Venerdì, a Firenze, sono stata a teatro. Il protagonista, Ippolito Chiarello, a fine spettacolo, ha parlato del suo progetto di diffusione della cultura al teatro: fa barbonaggio teatrale in giro per le piazze d’Italia.
Porta pezzi di spettacolo, se li fa pagare un tot in base all’impegno: 3 euro un monologo leggero, 10 uno più lungo. La somma dei pezzetti fa 65 euro, la paga giornaliera di un attore.
Ha anche un sito, ma chi lo troverebbe? Anzi, chi lo cercherebbe?
Ha deciso che andar per piazze è un modo per sollevare il problema: far conoscere il teatro e innescare un bisogno.
Crea un’offerta, certo che seguirà una domanda.
Non è lo stesso per il bisogno di Internet?
Se vivi in un paese senza la fibra, se avere una buona connessione non è per te un bisogno perché dovrei preoccuparmene io che vivo a Milano e che vivo in Rete?
Perché portare non solo la Rete, ma la conoscenza di Internet a tutti migliora anche la mia vita.
Volenti o nolenti in Rete ci siamo tutti.
Nell’era dell’economia dell’informazione non scappa nessuno: il calzolaio del paese è su Internet. Ce lo ha messo uno che passava di là aggiungendo una venue su Foursquare, ma bastano anche le pagine gialle.
Senza che lui abbia fatto uno sforzo Internet gli ha già portato dei vantaggi: io sono riuscita a trovarlo.
E se il figlio del calzolaio andasse a studiare all’estero?
Il suo bisogno di Internet crescerebbe: Skype sarebbe una soluzione.
Cosa gli serve (investimento economico per pc e abbonamento a parte)?
Che qualcuno gli spieghi come si fa.

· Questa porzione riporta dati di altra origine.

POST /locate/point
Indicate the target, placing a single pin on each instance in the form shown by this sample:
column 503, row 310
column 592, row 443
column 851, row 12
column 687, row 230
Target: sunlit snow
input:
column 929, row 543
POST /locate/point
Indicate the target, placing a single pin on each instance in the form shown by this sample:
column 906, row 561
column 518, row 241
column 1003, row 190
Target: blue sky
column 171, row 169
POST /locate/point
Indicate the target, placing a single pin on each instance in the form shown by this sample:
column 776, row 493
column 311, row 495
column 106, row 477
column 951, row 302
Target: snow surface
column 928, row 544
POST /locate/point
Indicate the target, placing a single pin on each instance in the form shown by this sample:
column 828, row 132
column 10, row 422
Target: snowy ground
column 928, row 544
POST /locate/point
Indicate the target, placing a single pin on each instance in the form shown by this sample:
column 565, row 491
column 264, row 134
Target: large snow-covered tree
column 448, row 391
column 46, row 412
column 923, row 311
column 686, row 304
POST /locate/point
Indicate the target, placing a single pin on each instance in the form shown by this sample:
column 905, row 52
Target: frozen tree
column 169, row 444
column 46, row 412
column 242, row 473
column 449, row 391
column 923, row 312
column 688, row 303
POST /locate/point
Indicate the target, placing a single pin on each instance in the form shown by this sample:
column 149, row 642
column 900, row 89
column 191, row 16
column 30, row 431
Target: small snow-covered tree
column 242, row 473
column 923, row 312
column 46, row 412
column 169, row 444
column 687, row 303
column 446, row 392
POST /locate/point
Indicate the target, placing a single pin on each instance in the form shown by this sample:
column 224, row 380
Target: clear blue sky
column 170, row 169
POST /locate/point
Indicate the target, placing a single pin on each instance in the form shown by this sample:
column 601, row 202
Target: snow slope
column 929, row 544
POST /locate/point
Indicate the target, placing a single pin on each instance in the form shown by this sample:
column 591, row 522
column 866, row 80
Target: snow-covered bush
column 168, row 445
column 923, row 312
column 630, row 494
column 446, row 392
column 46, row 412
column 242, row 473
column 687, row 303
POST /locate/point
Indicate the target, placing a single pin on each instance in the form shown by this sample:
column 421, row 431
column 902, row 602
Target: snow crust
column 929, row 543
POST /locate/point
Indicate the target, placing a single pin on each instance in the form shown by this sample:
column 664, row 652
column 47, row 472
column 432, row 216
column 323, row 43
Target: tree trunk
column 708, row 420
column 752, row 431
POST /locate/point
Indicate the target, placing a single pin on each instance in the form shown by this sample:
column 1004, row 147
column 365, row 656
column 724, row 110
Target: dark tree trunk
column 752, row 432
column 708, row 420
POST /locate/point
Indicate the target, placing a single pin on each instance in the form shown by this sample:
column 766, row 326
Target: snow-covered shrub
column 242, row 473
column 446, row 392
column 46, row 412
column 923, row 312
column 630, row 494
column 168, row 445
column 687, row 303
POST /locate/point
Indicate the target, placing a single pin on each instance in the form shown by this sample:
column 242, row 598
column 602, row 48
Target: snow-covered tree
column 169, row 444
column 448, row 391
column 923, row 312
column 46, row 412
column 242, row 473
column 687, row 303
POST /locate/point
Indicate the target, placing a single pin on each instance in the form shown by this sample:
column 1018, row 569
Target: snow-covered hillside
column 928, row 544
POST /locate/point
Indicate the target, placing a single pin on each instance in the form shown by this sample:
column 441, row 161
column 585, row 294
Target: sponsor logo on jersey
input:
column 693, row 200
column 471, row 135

Perché la rete (dei rapporti personali) la devi (ri)costruire in Rete.
Come si fa?
Come faccio io al lavoro?
In un’azienda che ha oltre 1000 dipendenti e che ha deciso di essere (attivamente) presente in Rete si può prescindere dal mostrare a tutti i dipendenti la Rete?
Un’azienda così grande sarà fatta da gente di tutti i tipi, età, competenze.
Ci sarà chi protesta e chi resiste.
Incredibile?
No, ai tempi dell’introduzione dei computer nelle redazioni i giornalisti insorsero.
Un collega de Il Giorno, dove ho lavorato per anni, mi raccontava delle lotte sindacali della metà degli anni 80 per protestare contro quest’innovazione che a loro avviso avrebbe fatto perdere più tempo.
Il tempo… della formazione.
Negli stessi anni, nel 1988 un tecnico della Xerox teorizzò l’ubiquitous computing: device e sistemi così diffusi da passare inosservati.
Oggi è già così?
Non ovunque. Succederà però presto.
Nessuno quando vado in riunione e prendo appunti direttamente sul BlackBerry si chiede se io stia mandando sms.
Come non pensano che il collega con l’iPad stia giocando.
La maggior parte dei colleghi prende appunti carta e penna e non è un male.
Ma io gli appunti scritti a penna non li rileggevo mai.
Racconto anche questo al lavoro. Che la tecnologia e Internet mi fanno risparmiare (non perdere) tempo.
Sul lavoro faccio così, racconto di fare (e lo penso) un lavoro bellissimo, un lavoro che farei anche gratis.
E racconto loro la mia vita online, la rete di amici che ho creato (o che mi si è creata) intorno.
Sono dell’idea che è questo lo sforzo che dovremmo fare: raccontare i vantaggi della Rete non dall’alto verso il basso (le aziende), né dal basso (i blogger) verso l’alto, ma da fianco a fianco (tutti e tutti insieme).
Questi sono i miei appunti per l’intervento (e più o meno quello che ho detto) alla tavola rotonda Prospettive Digitali, ospitata dal Knowcamp.
Mi piace pensare che un’idea si possa trasformare in una storia e che le storie aiutino a capire più di mille manifesti.